Openreach is working on the roll out of a fibre-to-the-premises (FTTP) offer designed specifically for small businesses in the U.K. and on Wednesday named the first locations that will have access to the new network.
Speaking at Total Telecom’s Connected Britain 2016, Openreach CEO Clive Selley listed the first nine locations to receive FTTP for SMEs over the coming nine months.
Bath, Bristol, Bradford – where the telco has already carried out trials – Manchester, Salford and Liverpool will be in the first phase of rollout, Selley said, as will Holborn, Westminster and the City of London.
"Business FTTP will fill the gap between consumer and point-to-point Ethernet products," Selley said.
The new FTTP offer will give small businesses access to high-speed connectivity via a cheaper alternative to the dedicated lines used by larger companies.
The rollout will continue beyond the first phase, with Openreach aiming to cover hundreds of thousands of small and medium-sized enterprises (SMEs) across the U.K. by 2020, he added.
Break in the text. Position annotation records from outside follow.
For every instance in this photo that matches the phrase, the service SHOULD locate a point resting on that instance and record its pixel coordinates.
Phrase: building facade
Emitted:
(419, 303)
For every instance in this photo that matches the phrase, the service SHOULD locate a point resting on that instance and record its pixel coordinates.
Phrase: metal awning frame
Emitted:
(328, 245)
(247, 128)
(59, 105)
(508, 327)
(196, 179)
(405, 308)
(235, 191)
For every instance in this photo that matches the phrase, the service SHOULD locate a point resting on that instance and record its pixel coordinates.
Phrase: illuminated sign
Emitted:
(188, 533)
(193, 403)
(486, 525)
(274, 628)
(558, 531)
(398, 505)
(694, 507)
The FTTP project forms part of the telco’s plan to connect 1 million SMEs to ultrafast broadband by 2020, Selley said.
The deployment will focus on businesses based on high streets and in science and business parks, as well as clusters of SMEs that do not currently have access to fibre broadband from Openreach.
BT’s networks arm said it will roll out the network over the next nine months and that the first retail communications service providers will be able to offer the product to business customers by the end of December.
As it stands, around 300,000 homes and businesses have access to Openreach’s FTTP infrastructure. The firm’s plan to expand its footprint will also benefit residential customers in the targeted footprint, it said, making reference to its much-publicised goal of extending ultrafast broadband to 12 million homes and businesses by the end of 2020.